July 29, 2019 / 7:51 PM / 2 months ago

CANADA FX DEBT-C$ ends six-day losing streak ahead of Fed rate decision

 (Adds strategist quote and details throughout, updates prices)
    * Canadian dollar rises 0.1% against the greenback
    * Loonie gains for the first time since July 18
    * U.S. oil prices increase 1.2%
    * Bond prices move lower across the yield curve

    By Levent Uslu
    TORONTO, July 29 (Reuters) - The Canadian dollar edged
slightly higher against its U.S. counterpart on Monday, with the
currency on track to break its six-day losing streak as
investors awaited a potential Federal Reserve interest rate cut
this week.
    The Fed is expected to cut interest rates by 25 basis points
this week, for what would be the first rate cut since the
financial crisis.             
    "It's just a holding period (for the loonie) ahead of the
Fed" said Erik Nelson, a currency strategist at Wells Fargo.
    Earlier this month, the Bank of Canada diverged from some
other major central banks, making clear it had no intention of
easing monetary policy as it left its benchmark interest rate on
hold at 1.75%.             
    At 3:33 a.m. (1933 GMT), the Canadian dollar          was
trading 0.1% higher at 1.3156 to the greenback, or 76.01 U.S.
cents.

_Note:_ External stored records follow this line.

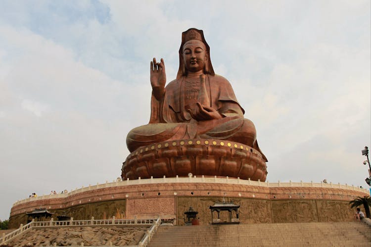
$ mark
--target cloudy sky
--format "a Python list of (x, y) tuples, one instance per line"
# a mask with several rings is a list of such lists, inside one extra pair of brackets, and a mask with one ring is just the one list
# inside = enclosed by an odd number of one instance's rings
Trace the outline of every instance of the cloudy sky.
[(148, 123), (149, 62), (175, 78), (204, 30), (268, 157), (268, 180), (367, 187), (370, 1), (0, 0), (0, 219), (33, 192), (111, 182)]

The currency, which touched on Friday a month-low
intraday at 1.3199, traded in a range of 1.3149 to 1.3182.
    The last time the loonie gained was July 18.
    Meanwhile, the price of oil, one of Canada's major exports,
increased on Monday as the prospect of an expected interest rate
cut by the U.S. Federal Reserve overshadowed pessimism over
U.S.-China trade talks and worries about slower global economic
growth. U.S. crude oil future        settled 1.2% higher at
$56.87 a barrel.             
    Canadian government bond prices were lower across the yield
curve, with the two-year            down 1 Canadian cent to
yield 1.478% and the 10-year             falling 3 Canadian
cents to yield 1.469%.
    The gap between Canada's 10-year yield and its U.S.
equivalent narrowed by 2.9 basis points to a spread of 58.6
basis points in favor of the U.S. bond. On Friday, it touched
its widest gap in nearly five weeks at 61.5 basis points.